Conversely, John Stauffer, a professor of African-American studies at Harvard University, has estimated that somewhere between 3,000 and 6,000 blacks, including some from South Carolina, served as soldiers in the rebel army, and that over 100,000 served in the war in a non-combat capacity. It should be noted however, that the alleged 3,000 to 6,000 blacks still made up less than one percent of both the black military-age population in the South and less than one percent of the total Confederate army.
In accordance with Stauffer’s estimates, Burns has also claimed that the statue aims to honor all African-Americans who served the Confederacy in any capacity. There is contention over whether blacks from South Carolina served at all, but more importantly, the notion of “honoring” blacks who supported the Confederate army is equally heartless as it is myopic. Slaves, by their very definition, are involuntary servants, meaning any and all work they did was the result of unconstrained coercion, a circumstance that under our legal system, dismisses actions and evidence in a court of law. Furthermore, Stauffer also points out that the majority of slaves who did fight were given the hope of freedom, further evidence that the support of blacks in the Confederate effort is a tragedy, not a display of common ground between slaves and their morally debase owners.
Burns and Chumley, after all, could maybe benefit from this piece of history that is so important and seemingly so little-known in their state. Blacks in the Confederacy had no choice whether to serve the rebel army or not during the Civil War. The slaves did the work of the South since before the birth of the nation, during times of peace they were forced into difficult manual labor in the fields and house. During times of war, they were coerced into supporting the war effort, which by all historical accounts, was prompted by the federal government’s attempt to prevent the expansion of slavery.

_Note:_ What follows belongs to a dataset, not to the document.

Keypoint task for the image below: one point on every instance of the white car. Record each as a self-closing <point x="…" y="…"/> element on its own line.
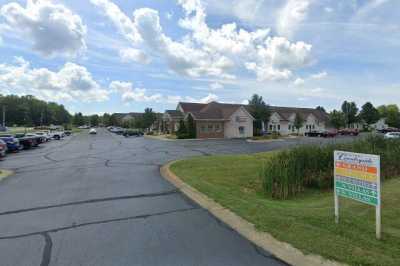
<point x="392" y="135"/>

The notion of honoring the “service” of slaves that were obligated to fight for the very institution that had oppressed them for over a century is both historically deceptive and deeply inappropriate.
The servitude of blacks to the Confederacy during the Civil War is nothing more than a shameful extension of the greatest calamity of American history, and the attempts by Chumley and Burns to exploit this deep tribulation of African-Americans is a shameful disservice to the men and women who suffered so much for the wicked attempts at preservation of the South’s peculiar institution.